# Shakkie......a blast from my past.



## Graeme Edwards (8 Dec 2008)

Hi guys,

I thought I would repost some old images of one of my best aquascapes. This has done very well for me featuring in a number of PFK issues, winning the PFK aquascaping contest, published in a TFH Nano aquaria book and my first ever ADA entry. Happy days where this scape was concerned. Some of you old school TFF peeps may remember is, but im sure there are many who have never seen it, so here it is.

Ill say no more for now, I hope I hope you all like it.  8) 




















*
Cheers.*


----------



## chump54 (8 Dec 2008)

beautiful from every angle... I love the way the light falls on it

can you post some info about plants?

and I'm not sure if its the done thing but I would love to see an image of how it looks with the equipment still in?

thanks, love it

C


----------



## George Farmer (8 Dec 2008)

Retro!

I always held this with very high regard (hence why it won the <60cm PFK aquascaping award...)

Nice one buddy.


----------



## Thomas McMillan (8 Dec 2008)

Oh! Oh! I think I've seen this on TFF - didn't you do one called Soar aswell? (I secretly prefer that one. )


----------



## Graeme Edwards (8 Dec 2008)

Here is the plant list and location.




With all the gear in, very minimal.











			
				Thomas McMillan said:
			
		

> Oh! Oh! I think I've seen this on TFF - didn't you do one called Soar as well? (I secretly prefer that one. )

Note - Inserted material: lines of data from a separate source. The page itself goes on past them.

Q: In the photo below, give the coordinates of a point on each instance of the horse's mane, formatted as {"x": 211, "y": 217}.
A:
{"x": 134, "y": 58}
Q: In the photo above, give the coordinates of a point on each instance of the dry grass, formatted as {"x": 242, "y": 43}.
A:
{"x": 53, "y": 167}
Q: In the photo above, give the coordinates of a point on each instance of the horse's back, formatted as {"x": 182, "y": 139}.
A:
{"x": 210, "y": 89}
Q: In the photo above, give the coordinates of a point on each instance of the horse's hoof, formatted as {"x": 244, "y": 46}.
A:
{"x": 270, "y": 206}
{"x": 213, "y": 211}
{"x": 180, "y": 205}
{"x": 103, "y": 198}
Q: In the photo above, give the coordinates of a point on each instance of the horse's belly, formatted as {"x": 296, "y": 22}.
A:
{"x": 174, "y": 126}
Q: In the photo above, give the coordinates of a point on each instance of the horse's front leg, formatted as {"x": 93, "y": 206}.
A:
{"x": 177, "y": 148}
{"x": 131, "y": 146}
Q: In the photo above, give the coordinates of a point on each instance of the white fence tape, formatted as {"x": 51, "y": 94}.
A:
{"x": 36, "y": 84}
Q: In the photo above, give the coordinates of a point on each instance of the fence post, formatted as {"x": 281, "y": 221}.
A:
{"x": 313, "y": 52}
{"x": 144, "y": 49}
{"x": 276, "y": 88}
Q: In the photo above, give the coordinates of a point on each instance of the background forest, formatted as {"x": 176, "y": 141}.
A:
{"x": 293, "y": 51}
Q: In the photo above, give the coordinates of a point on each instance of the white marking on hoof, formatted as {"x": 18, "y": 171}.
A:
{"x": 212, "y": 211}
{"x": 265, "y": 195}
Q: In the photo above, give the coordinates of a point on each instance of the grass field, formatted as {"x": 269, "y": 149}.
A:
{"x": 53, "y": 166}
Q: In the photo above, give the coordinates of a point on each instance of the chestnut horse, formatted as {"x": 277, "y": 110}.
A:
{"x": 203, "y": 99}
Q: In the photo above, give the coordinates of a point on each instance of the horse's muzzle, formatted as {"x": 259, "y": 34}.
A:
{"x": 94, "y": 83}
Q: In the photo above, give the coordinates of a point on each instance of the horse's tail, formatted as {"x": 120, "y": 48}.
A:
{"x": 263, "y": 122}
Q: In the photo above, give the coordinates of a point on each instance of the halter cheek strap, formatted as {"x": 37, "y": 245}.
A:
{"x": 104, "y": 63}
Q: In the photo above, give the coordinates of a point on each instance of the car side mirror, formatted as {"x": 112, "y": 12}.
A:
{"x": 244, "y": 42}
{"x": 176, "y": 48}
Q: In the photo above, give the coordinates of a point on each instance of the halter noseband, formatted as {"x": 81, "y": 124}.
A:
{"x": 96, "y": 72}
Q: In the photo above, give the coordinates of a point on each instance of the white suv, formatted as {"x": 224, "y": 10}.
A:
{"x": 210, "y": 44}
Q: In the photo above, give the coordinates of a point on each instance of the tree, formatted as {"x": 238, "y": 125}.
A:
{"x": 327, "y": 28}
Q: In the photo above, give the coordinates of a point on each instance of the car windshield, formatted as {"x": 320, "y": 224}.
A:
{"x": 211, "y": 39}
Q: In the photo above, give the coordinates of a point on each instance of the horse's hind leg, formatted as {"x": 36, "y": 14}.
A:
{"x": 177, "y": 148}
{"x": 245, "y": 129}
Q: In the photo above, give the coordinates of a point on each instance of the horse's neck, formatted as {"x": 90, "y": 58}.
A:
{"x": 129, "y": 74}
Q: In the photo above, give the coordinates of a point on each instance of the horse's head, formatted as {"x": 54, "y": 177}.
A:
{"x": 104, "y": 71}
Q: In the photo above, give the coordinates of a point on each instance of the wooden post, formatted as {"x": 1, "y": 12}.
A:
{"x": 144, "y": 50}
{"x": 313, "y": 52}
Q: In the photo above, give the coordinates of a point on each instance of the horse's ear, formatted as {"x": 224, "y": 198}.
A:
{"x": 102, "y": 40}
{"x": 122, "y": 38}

Yes Thomas, you remember right.....here it is again.










My photo editing has come on a bit since then, so i could do a bit better in mo opinion, but still, looking good for retro ahy!


*Cheers*.


----------



## Dan Crawford (9 Dec 2008)

Boh, boh, boh! I love these tanks, they do stuff to me that aquariums shouldn't be able to do     

Now then Edwards, lets have a look at your 30cm Optiwhite! I'll show you mine if you show me yours


----------



## Graeme Edwards (9 Dec 2008)

All in good time mate. Im just waiting for the stems to kick back in and a few tweaks here and there and then the full unavailing. I hope if i move in the next few weeks, the opti white wont suffer.....


----------



## Dan Crawford (9 Dec 2008)

Graeme Edwards said:
			
		

> I hope if i move in the next few weeks, the opti white wont suffer.....

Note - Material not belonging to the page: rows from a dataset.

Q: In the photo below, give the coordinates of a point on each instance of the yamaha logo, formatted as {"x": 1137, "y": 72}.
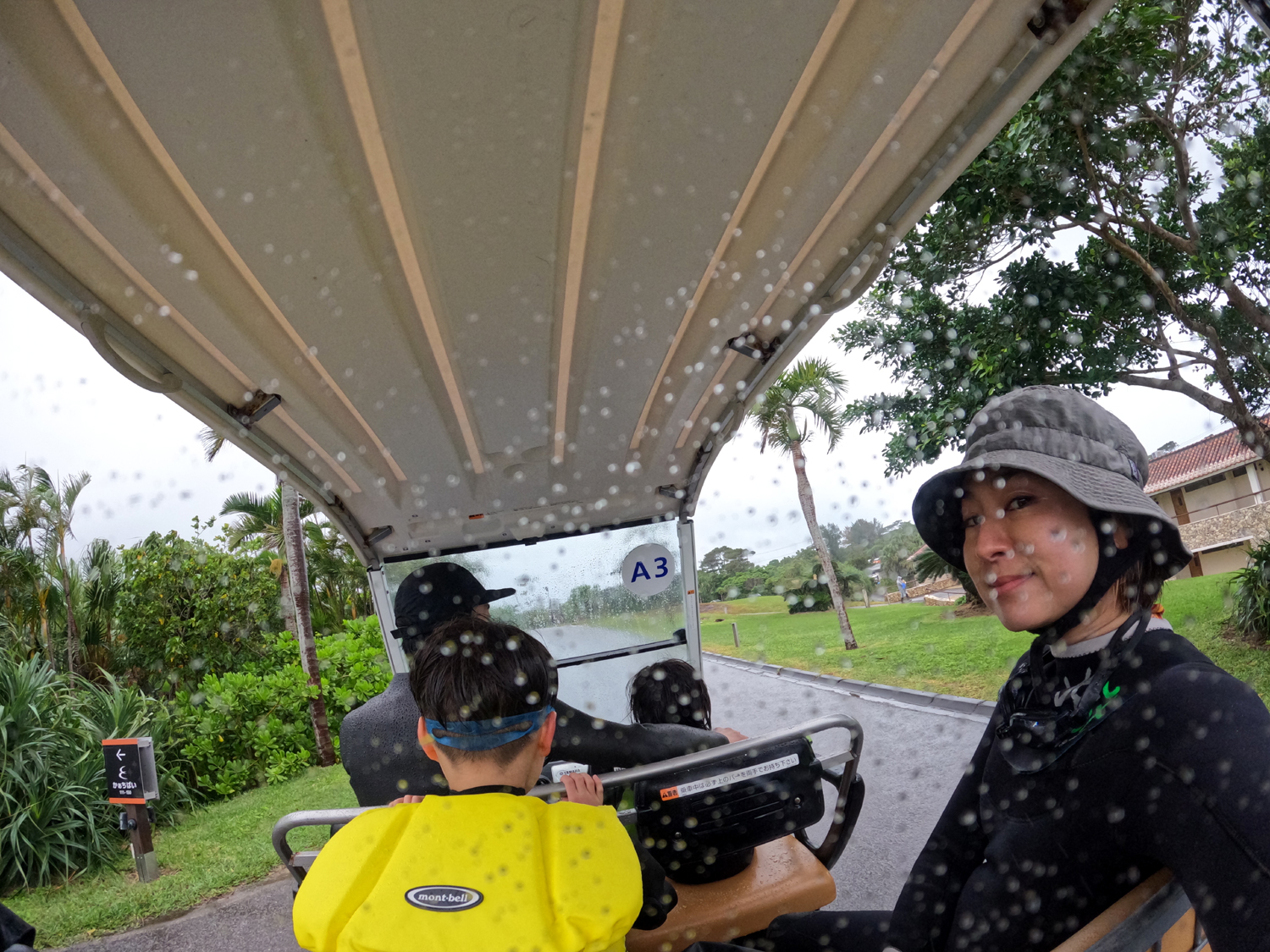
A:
{"x": 444, "y": 899}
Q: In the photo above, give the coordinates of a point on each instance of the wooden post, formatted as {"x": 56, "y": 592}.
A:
{"x": 142, "y": 843}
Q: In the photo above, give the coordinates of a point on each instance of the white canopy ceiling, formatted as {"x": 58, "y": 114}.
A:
{"x": 489, "y": 256}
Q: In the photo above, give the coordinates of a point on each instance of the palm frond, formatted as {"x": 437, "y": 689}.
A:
{"x": 213, "y": 442}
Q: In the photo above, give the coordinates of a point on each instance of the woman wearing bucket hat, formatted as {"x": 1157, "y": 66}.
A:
{"x": 1117, "y": 748}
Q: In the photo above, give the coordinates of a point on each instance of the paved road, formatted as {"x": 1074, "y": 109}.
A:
{"x": 912, "y": 759}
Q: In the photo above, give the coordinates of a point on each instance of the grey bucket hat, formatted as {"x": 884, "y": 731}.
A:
{"x": 1062, "y": 436}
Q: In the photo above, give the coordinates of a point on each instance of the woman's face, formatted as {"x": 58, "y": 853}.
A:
{"x": 1030, "y": 546}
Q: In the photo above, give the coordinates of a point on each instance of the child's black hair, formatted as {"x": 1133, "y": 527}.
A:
{"x": 670, "y": 692}
{"x": 474, "y": 669}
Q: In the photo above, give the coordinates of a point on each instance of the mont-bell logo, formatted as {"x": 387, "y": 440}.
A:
{"x": 444, "y": 899}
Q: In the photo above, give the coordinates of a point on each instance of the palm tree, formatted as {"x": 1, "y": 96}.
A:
{"x": 60, "y": 512}
{"x": 337, "y": 579}
{"x": 802, "y": 400}
{"x": 294, "y": 538}
{"x": 25, "y": 503}
{"x": 277, "y": 522}
{"x": 103, "y": 581}
{"x": 261, "y": 520}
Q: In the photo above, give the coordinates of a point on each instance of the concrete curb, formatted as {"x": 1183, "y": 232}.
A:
{"x": 888, "y": 692}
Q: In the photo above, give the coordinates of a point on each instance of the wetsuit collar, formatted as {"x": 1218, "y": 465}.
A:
{"x": 490, "y": 789}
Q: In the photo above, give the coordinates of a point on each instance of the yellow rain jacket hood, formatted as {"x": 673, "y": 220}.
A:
{"x": 485, "y": 871}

mate, you shouldn't worry, you did a stunning recovery at the FOF this year, far better than i could and did do with the pressure on!


----------



## aaronnorth (9 Dec 2008)

I love this scape, very elegant - interestin shot with the magnifying glass too


----------



## John Starkey (9 Dec 2008)

Hi brother edwards,i remember these pics well,it was these sort of scapes that gave me the inspiration to try my hand at this lovely hobby,regards john.


----------



## Graeme Edwards (10 Dec 2008)

Thats why I reposted it Jhon....try and re inspire people who perhaps haven't seen it or my work.

Life has got in the way for me over the past 18 months, so im some what lagging behind. But its not a race, and ill soon catch up  8) 

Cheers.


----------



## siboyslim (11 Dec 2008)

Just a quick post to say great tanks Graeme, plenty of inspiration there!

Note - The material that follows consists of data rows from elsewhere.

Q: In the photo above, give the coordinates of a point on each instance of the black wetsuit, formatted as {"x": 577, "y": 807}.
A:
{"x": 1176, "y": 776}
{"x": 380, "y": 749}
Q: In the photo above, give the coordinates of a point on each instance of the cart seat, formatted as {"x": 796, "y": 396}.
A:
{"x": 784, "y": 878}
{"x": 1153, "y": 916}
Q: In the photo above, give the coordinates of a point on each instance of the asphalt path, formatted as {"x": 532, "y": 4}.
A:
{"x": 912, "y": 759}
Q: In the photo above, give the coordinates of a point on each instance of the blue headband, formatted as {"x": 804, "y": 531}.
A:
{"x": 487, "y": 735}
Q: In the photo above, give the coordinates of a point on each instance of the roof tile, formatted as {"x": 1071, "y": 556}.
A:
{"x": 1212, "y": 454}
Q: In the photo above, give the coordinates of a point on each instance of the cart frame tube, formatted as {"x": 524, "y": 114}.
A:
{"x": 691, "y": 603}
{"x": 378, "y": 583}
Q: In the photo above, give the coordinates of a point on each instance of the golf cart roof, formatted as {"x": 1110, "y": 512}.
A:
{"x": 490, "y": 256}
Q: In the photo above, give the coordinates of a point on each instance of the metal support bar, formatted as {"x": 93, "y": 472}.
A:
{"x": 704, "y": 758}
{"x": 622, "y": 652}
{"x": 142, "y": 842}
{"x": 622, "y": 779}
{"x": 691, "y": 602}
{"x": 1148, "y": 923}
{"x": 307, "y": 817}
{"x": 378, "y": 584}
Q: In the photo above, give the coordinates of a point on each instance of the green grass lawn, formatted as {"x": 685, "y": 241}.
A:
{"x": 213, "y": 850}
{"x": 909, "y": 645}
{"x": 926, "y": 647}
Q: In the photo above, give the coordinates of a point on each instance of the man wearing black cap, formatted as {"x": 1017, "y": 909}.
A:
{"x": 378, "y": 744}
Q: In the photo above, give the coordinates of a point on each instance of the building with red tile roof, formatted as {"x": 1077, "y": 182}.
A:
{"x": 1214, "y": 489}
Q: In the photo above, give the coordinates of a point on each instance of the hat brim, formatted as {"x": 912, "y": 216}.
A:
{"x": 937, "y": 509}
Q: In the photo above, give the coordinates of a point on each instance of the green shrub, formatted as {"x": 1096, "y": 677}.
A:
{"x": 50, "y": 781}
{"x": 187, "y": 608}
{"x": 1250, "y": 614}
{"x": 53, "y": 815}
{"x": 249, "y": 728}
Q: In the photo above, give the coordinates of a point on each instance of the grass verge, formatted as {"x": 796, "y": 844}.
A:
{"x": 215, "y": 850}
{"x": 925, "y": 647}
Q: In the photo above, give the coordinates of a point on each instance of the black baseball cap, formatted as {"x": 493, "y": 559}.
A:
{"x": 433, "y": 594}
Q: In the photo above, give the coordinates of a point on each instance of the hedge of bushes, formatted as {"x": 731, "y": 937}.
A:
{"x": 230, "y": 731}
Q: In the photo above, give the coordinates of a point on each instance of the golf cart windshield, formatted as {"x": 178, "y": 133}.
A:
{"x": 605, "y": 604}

I beginning to get addicted now! Cheers for the advice earlier today.

Cheers

Simon (Ruabon)


----------



## Graeme Edwards (11 Dec 2008)

No worries mate, nice to meet you and allways here to help.  8)


----------



## Goodygumdrops (11 Dec 2008)

Beautiful little tank this is,so peaceful and delicate,like having a tiny piece of another world right in your living room.Nice to see a bit of the domestic surroundings too,without going to rake,I think you've done that before,shown tanks in their home so to speak,and I think it encourages us to make our environments a little more beautiful,and shows imo,the tanks almost as an alternative piece of art,like a rare sculpture.


----------



## Stu Worrall (11 Dec 2008)

thats a real nice mini scape you had there. was it in one of those small tropica units or something else?


----------



## Graeme Edwards (11 Dec 2008)

Goodygumdrops said:
			
		

> Beautiful little tank this is,so peaceful and delicate,like having a tiny piece of another world right in your living room.Nice to see a bit of the domestic surroundings too,without going to rake,I think you've done that before,shown tanks in their home so to speak,and I think it encourages us to make our environments a little more beautiful,and shows imo,the tanks almost as an alternative piece of art,like a rare sculpture.



You have grasped the concept, you have reached enlitenment  8)  This is exactly what i strive for.

Yeah, Stue, it is a Tropica aquacube, pressurised C02, hang on the back filter and daily dosing. So easy and quick to do and can look stunning if you get it right.

If you can master the nano/pico, you can master any size aquarium.


----------



## Goodygumdrops (11 Dec 2008)

Lol,little Grasshopper has a long road yet to travel.


----------